Die Forscher berichten von der humoralen Reaktion in einer Gruppe aus 101 Empfängern von Organtransplantationen, denen drei Dosen des mRNA-Impfstoffs von Pfizer/Biontech verabreicht wurde. Die ersten beiden Dosen wurden in einem Abstand von einem Monat verabreicht und die dritte 61 Tage nach Erhalt der Zweitdosis. Die Zeit zwischen Transplantation und Beginn der Impfung betrug etwa 97 Monate.
Die Seroprävalenz auf SARS-CoV-2 betrug unter den Probanden 0 % vor der ersten Dosis, 4 % vor der zweiten Dosis, 40 % vor der dritten Dosis und 68 % ein Monat nach der Drittdosis. Von den 59 Patienten, die vor der dritten Dosis seronegativ waren, waren 44 % ein Monat nach Erhalt der Drittdosis seropositiv. Alle 40 Probanden, die vor der dritten Dosis seropositiv waren, waren auch ein Monat später noch seropositiv. Ihre Antikörpertiter stiegen in diesem Zeitraum von 36 auf 2.676.

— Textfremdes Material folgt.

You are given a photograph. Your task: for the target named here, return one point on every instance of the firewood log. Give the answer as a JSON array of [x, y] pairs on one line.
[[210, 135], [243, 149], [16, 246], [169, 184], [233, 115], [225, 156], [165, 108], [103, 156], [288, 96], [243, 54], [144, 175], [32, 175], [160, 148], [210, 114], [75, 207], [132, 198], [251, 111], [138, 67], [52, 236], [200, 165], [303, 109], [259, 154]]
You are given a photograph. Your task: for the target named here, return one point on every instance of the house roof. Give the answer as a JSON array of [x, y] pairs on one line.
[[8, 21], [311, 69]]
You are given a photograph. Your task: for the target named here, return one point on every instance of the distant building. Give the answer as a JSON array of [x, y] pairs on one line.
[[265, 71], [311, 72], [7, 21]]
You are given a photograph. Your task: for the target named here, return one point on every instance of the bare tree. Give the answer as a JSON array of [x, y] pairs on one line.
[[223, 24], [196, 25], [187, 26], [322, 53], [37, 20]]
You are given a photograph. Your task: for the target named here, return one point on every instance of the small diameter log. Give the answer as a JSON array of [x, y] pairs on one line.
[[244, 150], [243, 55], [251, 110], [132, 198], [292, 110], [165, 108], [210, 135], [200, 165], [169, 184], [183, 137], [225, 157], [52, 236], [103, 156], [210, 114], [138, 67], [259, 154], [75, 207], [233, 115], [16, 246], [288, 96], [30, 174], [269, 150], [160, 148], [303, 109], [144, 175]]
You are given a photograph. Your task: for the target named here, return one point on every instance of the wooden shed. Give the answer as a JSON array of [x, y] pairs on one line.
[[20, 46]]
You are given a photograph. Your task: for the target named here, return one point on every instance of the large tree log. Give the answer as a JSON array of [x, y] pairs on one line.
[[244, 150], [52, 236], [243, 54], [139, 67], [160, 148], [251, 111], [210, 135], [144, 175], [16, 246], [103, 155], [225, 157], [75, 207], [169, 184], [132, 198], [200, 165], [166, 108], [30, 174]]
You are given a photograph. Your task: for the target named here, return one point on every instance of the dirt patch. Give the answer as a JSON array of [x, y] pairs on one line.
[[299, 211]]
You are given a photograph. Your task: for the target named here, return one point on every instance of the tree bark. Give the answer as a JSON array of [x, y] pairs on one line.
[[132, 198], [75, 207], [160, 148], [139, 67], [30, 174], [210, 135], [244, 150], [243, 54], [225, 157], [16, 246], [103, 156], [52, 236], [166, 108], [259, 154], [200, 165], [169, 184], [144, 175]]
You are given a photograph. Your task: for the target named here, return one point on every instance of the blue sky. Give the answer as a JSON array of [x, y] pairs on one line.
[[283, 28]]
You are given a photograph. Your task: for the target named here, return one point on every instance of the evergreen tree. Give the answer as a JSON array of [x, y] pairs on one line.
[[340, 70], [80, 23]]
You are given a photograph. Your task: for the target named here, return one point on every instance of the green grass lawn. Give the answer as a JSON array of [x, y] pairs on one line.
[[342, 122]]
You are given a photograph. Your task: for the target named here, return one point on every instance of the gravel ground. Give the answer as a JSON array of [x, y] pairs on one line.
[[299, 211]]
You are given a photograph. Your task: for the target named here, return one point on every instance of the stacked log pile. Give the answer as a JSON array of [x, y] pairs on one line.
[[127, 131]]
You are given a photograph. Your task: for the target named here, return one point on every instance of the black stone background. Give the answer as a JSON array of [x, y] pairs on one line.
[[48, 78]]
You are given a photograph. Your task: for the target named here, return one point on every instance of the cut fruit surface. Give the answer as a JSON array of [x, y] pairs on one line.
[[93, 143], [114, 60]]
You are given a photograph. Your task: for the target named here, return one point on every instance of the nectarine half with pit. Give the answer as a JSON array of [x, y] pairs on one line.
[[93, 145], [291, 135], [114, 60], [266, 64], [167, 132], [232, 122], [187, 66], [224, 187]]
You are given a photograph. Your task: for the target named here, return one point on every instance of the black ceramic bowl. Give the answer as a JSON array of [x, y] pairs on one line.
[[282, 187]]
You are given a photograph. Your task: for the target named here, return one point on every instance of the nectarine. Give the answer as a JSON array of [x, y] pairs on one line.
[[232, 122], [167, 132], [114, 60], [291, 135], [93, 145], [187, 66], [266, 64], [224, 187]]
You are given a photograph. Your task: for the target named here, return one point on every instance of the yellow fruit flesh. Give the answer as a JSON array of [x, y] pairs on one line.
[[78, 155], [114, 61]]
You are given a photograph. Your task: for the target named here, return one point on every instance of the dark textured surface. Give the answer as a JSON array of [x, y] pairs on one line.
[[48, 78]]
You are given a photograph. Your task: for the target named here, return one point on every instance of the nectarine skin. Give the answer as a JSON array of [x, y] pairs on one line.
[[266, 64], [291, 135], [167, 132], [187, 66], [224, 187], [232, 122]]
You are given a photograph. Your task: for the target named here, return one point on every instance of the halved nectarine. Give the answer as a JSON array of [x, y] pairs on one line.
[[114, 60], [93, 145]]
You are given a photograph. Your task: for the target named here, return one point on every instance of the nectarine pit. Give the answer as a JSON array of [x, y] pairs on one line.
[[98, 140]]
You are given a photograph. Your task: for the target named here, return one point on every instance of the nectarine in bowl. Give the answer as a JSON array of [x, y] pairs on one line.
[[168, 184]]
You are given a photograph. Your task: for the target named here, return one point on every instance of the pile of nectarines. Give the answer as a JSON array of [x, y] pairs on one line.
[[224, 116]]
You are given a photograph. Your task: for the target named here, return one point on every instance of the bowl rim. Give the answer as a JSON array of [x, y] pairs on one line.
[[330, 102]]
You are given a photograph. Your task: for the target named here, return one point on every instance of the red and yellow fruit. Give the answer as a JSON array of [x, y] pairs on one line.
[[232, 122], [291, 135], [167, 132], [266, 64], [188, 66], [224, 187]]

Patienten, die keine Antikörperantwort aufwiesen, waren älter, hatten einen höheren Grad an Immunsuppression oder eine niedrigere geschätzte glomeruläre Filtrationsrate als Patienten, die eine Antikörperantwort aufwiesen. Zum Zeitpunkt der Veröffentlichung, entwickelte keiner der Patienten COVID-19, nachdem sie alle drei Impfstoffdosen erhalten hatten. Auch keine unerwünschten Ereignisse traten im Rahmen der Impfung auf.
Erst kürzlich berichteten wir über eine Fallstudie zur Drittdosis bei Organtranplantations-Empfängern.
Kürzlich startete eine randomisierte, einfach verblindete, monozentrische Phase-II-Studie mit parallelen Gruppen, um die humorale Reaktion nach der dritten SARS-CoV-2-Impfung bei immunsupprimierten Patienten ohne Immunantwort nach der standardisierten mRNA-Impfung von Biontech/Pfizer, Moderna und AstraZeneca zu beurteilen. Ziel der Studie ist es, die humorale und zelluläre Immunantwort nach Erhalt eines zweiten Boosters der Vakzinen bei Erwachsenen zu untersuchen, die mit Rituximab behandelt werden und keine Antikörper gegen die ersten beiden Impfungen mit einem mRNA-Impfstoff entwickelt hatten.